Materials and Methods
Retrospective cross-sectional study of 300 CRS patients with EQ-5D HUV equal to 1.0 (reflecting perfect health). All patients completed a 22-item Sinonasal Outcome Test (SNOT-22)—from which nasal, sleep, ear/facial discomfort, and emotional subdomain scores were calculated, as well as the EQ-5D. Low EQ-5D VAS was defined as a score less than 80.
Results
On multivariate analysis, low EQ-5D VAS was associated with only the SNOT-22 sleep subdomain score (odds ratio [OR] = 1.07, 95%CI: 1.02–1.12, P = .003). Comorbid asthma was also associated with lower EQ-5D VAS (OR = 2.16, 95%CI: 1.02–4.59, P = .045).

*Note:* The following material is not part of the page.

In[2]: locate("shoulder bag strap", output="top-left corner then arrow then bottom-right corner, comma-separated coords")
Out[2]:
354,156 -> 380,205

In contrast, polyps were negatively associated with having a lower EQ-5D VAS (OR = 0.34, 95%CI: 0.17–0.69, P = .003).
Conclusion
There are patients with perfect general health-related QOL according to a health utility value-based methodology (like the EQ-5D HUV) who report low general health-related QOL on an unbiased measure like the EQ-5D VAS. In CRS patients with perfect EQ-5D HUV, poor sleep and asthma were associated with low QOL on the EQ-5D VAS, while polyps were negatively associated with low QOL.